Ce mois de juillet a été le mois le plus chaud jamais enregistré dans l’histoire des États-Unis. La température moyenne du mois dernier a été supérieure de 1,8 °C à la moyenne du XXe siècle pour les États-Unis continentaux, selon les nouvelles données de l’Administration nationale océanique et atmosphérique (NOAA). Il s’agit du mois de juillet le plus chaud, et du mois le plus chaud tout court, depuis le début des relevés il y a 132 ans, avec des températures supérieures de 0,06 à 0,11°C aux records précédents enregistrés lors du Dust Bowl (série de tempêtes de poussière, ndlt) en juillet 1936 et en juillet 2012.
Cette canicule extrême s’est manifestée à travers trois épisodes distincts de dôme de chaleur, pendant lesquels plusieurs États, dont l’Idaho, l’Utah et le Montana, ont enregistré des records de température historiques le 12 juillet. À Salt Lake City, dans l’Utah, les températures ont atteint 43 °C, tandis qu’au Montana, Billings a enregistré 44 °C et Miles City 46 °C. Le Wyoming a connu son mois de juillet le plus chaud et son mois le plus chaud jamais enregistrés.

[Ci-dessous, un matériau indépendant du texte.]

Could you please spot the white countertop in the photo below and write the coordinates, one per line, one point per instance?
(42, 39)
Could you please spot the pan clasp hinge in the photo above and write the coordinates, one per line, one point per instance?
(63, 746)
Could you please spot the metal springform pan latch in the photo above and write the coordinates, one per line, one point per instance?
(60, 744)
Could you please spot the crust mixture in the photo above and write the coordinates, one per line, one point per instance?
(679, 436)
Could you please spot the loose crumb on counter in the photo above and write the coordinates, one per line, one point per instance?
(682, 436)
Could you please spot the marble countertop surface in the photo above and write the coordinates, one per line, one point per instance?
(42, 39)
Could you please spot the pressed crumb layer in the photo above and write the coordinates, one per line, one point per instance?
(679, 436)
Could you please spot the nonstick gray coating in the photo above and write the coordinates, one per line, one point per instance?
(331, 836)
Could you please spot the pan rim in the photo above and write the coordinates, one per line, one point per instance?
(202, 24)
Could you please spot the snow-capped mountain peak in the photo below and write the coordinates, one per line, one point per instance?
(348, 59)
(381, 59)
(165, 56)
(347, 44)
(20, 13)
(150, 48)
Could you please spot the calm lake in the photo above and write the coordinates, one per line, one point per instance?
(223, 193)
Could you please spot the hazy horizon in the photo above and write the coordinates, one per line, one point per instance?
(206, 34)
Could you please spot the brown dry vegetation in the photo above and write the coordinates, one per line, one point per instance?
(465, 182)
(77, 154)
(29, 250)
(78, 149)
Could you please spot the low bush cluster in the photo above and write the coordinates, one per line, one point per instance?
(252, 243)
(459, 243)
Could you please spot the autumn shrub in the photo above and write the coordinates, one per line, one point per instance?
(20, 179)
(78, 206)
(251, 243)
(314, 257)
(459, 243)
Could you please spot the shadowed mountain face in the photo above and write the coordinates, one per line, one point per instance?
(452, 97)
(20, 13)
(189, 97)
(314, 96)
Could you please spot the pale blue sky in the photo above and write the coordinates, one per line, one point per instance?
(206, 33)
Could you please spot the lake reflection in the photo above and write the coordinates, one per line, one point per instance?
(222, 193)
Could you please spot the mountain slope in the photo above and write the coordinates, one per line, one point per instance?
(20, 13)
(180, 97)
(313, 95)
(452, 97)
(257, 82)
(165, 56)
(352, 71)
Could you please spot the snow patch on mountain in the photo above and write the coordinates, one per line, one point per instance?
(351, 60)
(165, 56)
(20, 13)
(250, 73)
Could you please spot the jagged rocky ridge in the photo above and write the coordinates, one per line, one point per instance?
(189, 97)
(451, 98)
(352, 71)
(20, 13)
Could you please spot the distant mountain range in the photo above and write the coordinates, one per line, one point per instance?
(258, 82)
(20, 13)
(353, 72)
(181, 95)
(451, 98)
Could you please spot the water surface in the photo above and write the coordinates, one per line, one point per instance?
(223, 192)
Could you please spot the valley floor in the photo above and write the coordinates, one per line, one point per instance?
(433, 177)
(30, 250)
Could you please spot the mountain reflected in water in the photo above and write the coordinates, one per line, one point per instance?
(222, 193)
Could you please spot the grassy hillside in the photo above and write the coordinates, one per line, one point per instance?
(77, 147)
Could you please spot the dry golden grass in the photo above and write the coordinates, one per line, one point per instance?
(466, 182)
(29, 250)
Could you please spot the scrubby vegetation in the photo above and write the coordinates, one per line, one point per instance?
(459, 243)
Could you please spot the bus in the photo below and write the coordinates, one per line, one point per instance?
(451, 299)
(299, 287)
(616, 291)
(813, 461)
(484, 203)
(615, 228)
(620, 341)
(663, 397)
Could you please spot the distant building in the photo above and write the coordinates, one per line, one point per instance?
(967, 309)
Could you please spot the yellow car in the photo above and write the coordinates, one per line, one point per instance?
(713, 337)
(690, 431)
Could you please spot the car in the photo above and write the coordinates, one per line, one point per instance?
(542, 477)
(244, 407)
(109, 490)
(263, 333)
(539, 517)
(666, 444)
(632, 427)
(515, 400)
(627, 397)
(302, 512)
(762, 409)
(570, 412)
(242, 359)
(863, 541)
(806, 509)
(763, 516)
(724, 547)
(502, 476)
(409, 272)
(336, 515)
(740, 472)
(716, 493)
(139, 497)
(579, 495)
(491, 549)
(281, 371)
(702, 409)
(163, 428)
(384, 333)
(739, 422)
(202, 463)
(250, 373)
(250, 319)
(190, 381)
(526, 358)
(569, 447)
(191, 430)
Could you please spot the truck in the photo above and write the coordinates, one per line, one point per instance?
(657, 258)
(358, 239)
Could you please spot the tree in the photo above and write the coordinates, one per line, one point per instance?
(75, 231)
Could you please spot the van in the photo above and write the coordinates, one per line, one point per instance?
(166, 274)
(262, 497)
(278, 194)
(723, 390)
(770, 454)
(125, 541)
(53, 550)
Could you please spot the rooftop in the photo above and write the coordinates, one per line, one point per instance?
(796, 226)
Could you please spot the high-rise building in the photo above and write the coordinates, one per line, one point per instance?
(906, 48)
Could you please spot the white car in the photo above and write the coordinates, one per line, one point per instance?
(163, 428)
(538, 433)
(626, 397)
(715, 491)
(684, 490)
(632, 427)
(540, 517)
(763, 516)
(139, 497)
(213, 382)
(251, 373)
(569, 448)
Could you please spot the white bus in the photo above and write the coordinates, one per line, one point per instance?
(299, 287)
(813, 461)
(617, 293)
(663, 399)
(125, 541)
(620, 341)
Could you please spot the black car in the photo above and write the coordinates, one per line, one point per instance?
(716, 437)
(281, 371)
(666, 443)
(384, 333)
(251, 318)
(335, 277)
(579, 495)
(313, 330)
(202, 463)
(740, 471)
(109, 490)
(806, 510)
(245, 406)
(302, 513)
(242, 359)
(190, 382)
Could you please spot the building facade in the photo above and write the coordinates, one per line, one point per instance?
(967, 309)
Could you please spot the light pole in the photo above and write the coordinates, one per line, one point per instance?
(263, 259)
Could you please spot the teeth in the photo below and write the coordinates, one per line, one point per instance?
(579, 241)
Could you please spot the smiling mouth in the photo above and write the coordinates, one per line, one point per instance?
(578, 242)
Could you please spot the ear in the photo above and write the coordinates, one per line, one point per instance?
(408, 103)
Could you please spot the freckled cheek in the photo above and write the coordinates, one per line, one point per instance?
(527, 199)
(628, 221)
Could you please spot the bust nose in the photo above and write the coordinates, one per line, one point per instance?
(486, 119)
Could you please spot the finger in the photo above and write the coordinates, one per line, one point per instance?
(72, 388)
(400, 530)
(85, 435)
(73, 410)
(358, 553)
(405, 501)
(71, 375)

La canicule n’a pas été le seul événement climatique marquant auquel les Américains ont dû faire face. Des feux de forêt dans l’est de l’Oregon ont ravagé 566 km², forçant des milliers d’habitants à évacuer. Les moyens fédéraux de lutte contre les incendies ont été mis à rude épreuve, car d’autres incendies faisaient rage au Colorado, dans l’État de Washington et au-delà.
La fumée dégagée par ces incendies, combinée à celle des feux qui ravageaient le Canada voisin, a détérioré la qualité de l’air pour des millions de personnes à travers le pays. À la mi-juillet, Chicago enregistrait la pire qualité de l’air au monde.
Bien que ce mois ait été classé comme le troisième mois de juillet le plus sec depuis le début des relevés il y a 132 ans, avec environ 48,5 % du territoire continental des États-Unis en situation de sécheresse, des inondations soudaines survenues en milieu de mois dans le centre du Texas, le long de la rivière Guadalupe, ont apporté plus de 71 cm de précipitations. Ces inondations ont coûté la vie à deux personnes dans la même région qui avait déjà été touchée par des inondations catastrophiques lors du week-end du 4 juillet de l’année dernière.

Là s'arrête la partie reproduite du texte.